I18nFirstLetter

From W3C Wiki

Usefulness of ::first-letter in non-Latin scripts

Background

The latest working draft of CSS3 Selectors proposes the ::first-letter pseudo-element.

See http://www.w3.org/TR/2005/WD-css3-selectors-20051215/#first-letter

The ::first-letter pseudo-element represents the first letter of the first line of a block, if it is not preceded by any other content (such as images or inline tables) on its line.

It allows that first letter to be styled individually, without markup. It may be used for "initial caps" and "drop caps", which are common typographical effects in text in Latin script.

We commented to the CSS Working Group that they need to define 'letter' more carefully, and proposed that they specify that 'letter' equates to 'default grapheme cluster', as described in the Unicode Standard Annex #29.

See http://www.unicode.org/reports/tr29/#Grapheme_Cluster_Boundaries

(A rough and ready explanation of this is that base characters and any following combining characters are styled together.

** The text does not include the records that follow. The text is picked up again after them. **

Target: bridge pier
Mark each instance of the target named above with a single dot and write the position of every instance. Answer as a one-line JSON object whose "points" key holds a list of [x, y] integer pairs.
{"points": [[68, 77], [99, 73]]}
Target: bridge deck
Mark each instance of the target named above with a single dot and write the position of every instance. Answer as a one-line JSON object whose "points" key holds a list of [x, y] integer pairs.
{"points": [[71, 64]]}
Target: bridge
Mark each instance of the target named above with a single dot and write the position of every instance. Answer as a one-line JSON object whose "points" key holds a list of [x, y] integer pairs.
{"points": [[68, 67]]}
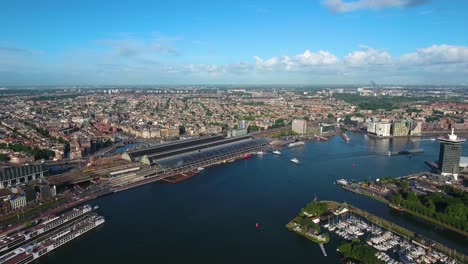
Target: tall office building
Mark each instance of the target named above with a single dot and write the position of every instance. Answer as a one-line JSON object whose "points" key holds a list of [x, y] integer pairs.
{"points": [[449, 155]]}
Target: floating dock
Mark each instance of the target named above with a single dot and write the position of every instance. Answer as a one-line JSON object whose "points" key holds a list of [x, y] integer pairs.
{"points": [[404, 152]]}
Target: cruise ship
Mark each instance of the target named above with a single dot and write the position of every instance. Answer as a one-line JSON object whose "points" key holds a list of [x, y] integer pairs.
{"points": [[29, 253], [14, 240], [295, 160]]}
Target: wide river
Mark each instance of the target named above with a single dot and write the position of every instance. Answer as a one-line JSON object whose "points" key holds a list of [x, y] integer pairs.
{"points": [[211, 217]]}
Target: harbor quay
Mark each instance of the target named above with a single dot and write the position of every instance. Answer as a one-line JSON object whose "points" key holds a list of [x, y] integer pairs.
{"points": [[46, 234], [389, 191], [388, 242]]}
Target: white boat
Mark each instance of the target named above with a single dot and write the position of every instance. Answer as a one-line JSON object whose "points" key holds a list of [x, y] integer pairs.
{"points": [[295, 160], [295, 144], [342, 182]]}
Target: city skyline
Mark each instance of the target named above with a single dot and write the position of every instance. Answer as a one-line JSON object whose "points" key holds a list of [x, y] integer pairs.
{"points": [[304, 42]]}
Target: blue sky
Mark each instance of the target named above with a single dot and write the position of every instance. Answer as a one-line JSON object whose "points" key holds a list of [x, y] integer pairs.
{"points": [[233, 42]]}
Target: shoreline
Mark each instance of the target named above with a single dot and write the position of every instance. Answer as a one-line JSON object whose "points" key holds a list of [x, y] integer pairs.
{"points": [[411, 235], [361, 191]]}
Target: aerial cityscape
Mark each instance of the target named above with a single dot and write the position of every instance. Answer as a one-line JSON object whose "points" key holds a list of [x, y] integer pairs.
{"points": [[151, 133]]}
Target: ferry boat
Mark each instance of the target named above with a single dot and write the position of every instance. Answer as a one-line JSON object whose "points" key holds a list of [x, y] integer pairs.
{"points": [[296, 144], [342, 182], [29, 253], [295, 160], [14, 240]]}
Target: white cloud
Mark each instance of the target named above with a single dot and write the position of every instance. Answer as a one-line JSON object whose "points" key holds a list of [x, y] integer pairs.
{"points": [[269, 64], [437, 54], [132, 47], [296, 62], [340, 6], [367, 56]]}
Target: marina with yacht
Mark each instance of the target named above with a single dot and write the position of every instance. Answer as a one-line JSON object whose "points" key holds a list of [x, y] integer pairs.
{"points": [[390, 243]]}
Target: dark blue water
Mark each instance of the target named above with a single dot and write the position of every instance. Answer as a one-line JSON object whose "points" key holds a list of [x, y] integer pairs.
{"points": [[211, 217]]}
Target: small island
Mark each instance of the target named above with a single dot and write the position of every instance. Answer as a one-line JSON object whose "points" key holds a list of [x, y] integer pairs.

So

0065: e LATIN SMALL LETTER E + 0301: ́ COMBINING ACUTE ACCENT

would be handled as a single letter.)

We also suggested that implementors should then be encouraged to provide tailored algorithms on a per language basis to cope with anomolies, particularly such as may occur in non-Latin scripts.

Here are some initial questions:

[1] Are there scripts that would never use this approach?

[2] We mention 'initial caps' and 'drop caps' above. What other types of styling would be commonly applied in other scripts if this feature were available?

[3] What script features would cause difficulties, eg syllabic groupings (see the example of indic script example below), ligatures, cursive text (eg. Arabic, Urdu, etc.), and how would the script normally deal with them?

Please send your comments to www-international @ w3.org Archive: http://lists.w3.org/Archives/Public/www-international/


What follows are some examples of questions that spring to mind.

SYLLABIC INDIC SCRIPTS

In the Hindi word स्थिति ('sthiti') the sequence of characters in the first syllable is as follows in memory:

0938: स DEVANAGARI LETTER SA 094D: ् DEVANAGARI SIGN VIRAMA 0925: थ DEVANAGARI LETTER THA 093F: ि DEVANAGARI VOWEL SIGN I

The displayed text, however, is sthiti.gif

The first syllable of the word 'sthiti' in Hindi, showing the positions of the characters after display.

Note how the vowel sign appears to the left of the first character, not the third.

The default grapheme clusters here are, I believe, 0938+094D, then each of the following two characters.

Would Devanagari-based languages use special styling for initial syllables? If so, would they actually apply the styling to the vowel sign alone, or to the whole syllable?

LIGATURES

If a script styles the 'first letter', but that letter is part of a ligature (ie. a single glyph representing more than one underlying character), would it be ok to split the ligature, or should the other characters that compose the ligature also be styled?

CURSIVE SCRIPTS

Since Arabic and Mongolian letters in a word are normally joined, has first letter styling been used at all in these scripts?

CHINESE, JAPANESE, KOREAN

Do languages using these scripts do first letter styling?

RUSSIAN, GREEK, ARMENIAN, etc.

Is first letter styling common practise in these scripts too?